Name game: India has 234 engineering degree, 399 diploma courses
03:23AM Fri 21 Feb, 2014
MUMBAI: How different is a course in digital communication from one in digital communications? Or a diploma in travel & tourism from a diploma in travel and tourism? Yet, these are listed as separate courses in the All India Council for Technical Education's manual guiding engineering studies.
A damning report against the council (AICTE) by a state-level expert committee says, "It is abundantly clear that there are too many substandard institutes with countless programmes and considerable examples of deceptive nomenclatures."
India has 234 degree and 399 diploma engineering courses. "It is unfortunate that the AICTE has approved different nomenclatures for basic engineering courses and increased the number of undergraduate engineering programmes, which is suggestive of the downfall of engineering education," the report says.
Listed as separate courses in the AICTE manual are: electrical engineering, electrical and electronics engineering, electrical and power engineering, electrical engineering (electrical and power), electrical engineering (electronics and power), electrical and electronics (power system). The committee has recommended that these courses be offered as one programme: electrical engineering.
Experts say the fact that there are 42 degree programmes in electrical engineering and electronics, all with "outlandish nomenclature", indicates that these have been created for the convenience of private institutes. "A new college has to start with a minimum student intake of 300, distributed equally among five branches. Different nomenclatures benefit profit-minded institutes that want only popular disciplines," said a member of the committee, which analysed vacancies in professional courses and suggested remedial measures. Headed by G D Yadav, the vice-chancellor of the Institute of Chemical Technology, Matunga, the committee recently submitted its report to the chief minister.

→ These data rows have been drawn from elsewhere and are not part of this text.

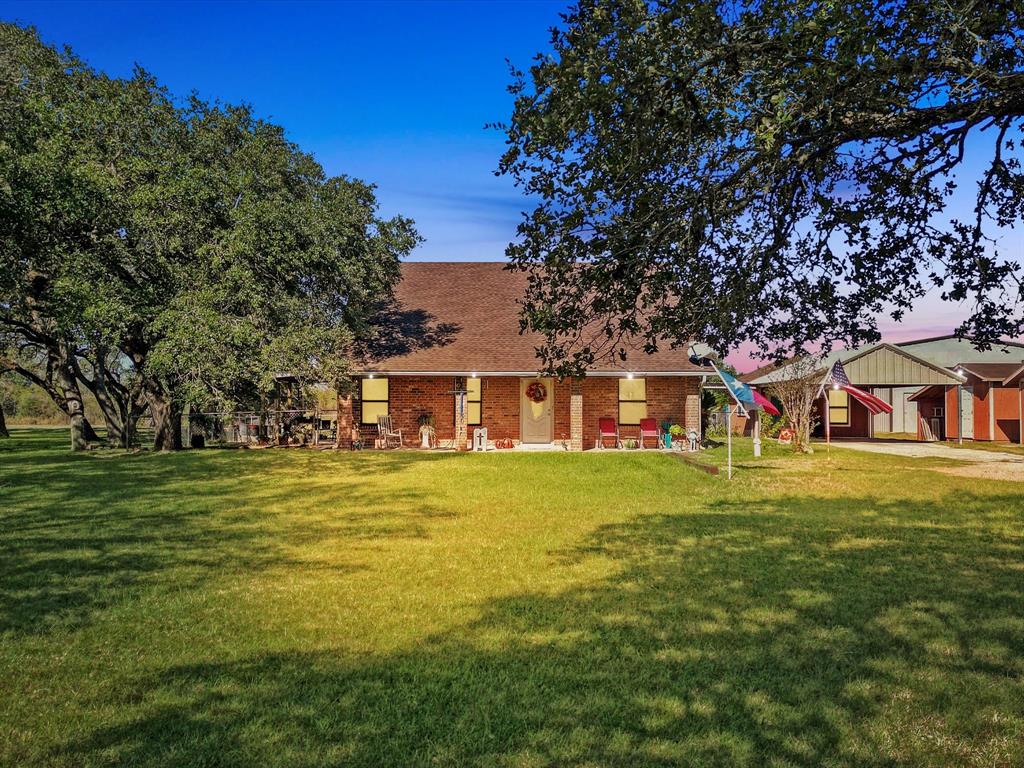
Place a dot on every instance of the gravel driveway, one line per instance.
(973, 463)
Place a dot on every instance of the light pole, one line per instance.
(960, 410)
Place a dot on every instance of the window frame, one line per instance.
(364, 400)
(835, 422)
(619, 394)
(479, 399)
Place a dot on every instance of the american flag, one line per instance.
(840, 380)
(838, 375)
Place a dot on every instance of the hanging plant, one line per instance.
(537, 392)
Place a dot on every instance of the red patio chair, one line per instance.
(648, 428)
(606, 427)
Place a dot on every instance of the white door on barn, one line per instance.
(536, 411)
(967, 412)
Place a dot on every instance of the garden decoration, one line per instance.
(674, 431)
(537, 392)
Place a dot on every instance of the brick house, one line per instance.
(458, 355)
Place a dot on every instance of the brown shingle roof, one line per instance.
(461, 317)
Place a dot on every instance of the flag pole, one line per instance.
(827, 427)
(728, 434)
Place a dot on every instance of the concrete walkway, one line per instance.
(931, 451)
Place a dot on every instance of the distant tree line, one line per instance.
(158, 253)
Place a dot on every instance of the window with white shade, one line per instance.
(839, 408)
(474, 402)
(632, 400)
(374, 395)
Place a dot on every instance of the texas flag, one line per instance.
(745, 394)
(840, 380)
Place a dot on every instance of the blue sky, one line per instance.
(396, 93)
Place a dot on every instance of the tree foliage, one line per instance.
(777, 172)
(164, 253)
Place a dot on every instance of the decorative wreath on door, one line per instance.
(537, 392)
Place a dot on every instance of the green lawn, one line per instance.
(999, 448)
(299, 608)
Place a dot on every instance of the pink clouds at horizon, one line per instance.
(933, 317)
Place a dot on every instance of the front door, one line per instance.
(536, 410)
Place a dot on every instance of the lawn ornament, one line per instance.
(693, 437)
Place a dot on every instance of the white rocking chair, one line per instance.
(387, 435)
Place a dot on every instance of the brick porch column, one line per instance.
(343, 437)
(461, 415)
(691, 386)
(576, 415)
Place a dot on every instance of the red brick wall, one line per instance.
(1008, 424)
(926, 407)
(666, 401)
(952, 426)
(412, 395)
(981, 416)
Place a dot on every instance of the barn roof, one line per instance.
(991, 371)
(873, 365)
(459, 317)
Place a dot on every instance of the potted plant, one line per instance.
(666, 425)
(427, 434)
(674, 431)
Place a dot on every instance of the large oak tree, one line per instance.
(781, 172)
(163, 253)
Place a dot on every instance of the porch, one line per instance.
(525, 413)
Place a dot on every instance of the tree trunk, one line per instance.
(68, 386)
(166, 422)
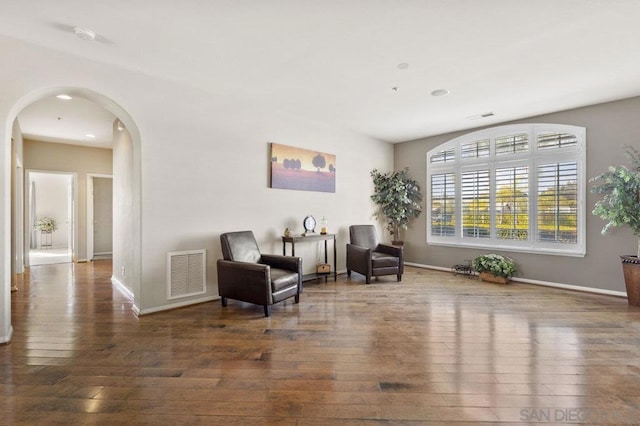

Experts wonder if there are industries that recruit the products of all the courses. The report says that the world over, the development of new programmes starts with PhD and master's, followed by bachelor's programmes when an industry is developed. But in India, "more diploma holders are permitted to pursue degree programmes to fill vacancies and more management institutes are created to provide a channel to the increasing number of unemployable engineering graduates... Since there are no corresponding opportunities in the manufacturing sector, the higher education system creates pools of ill-trained, unemployable professionals going for poorly paid jobs."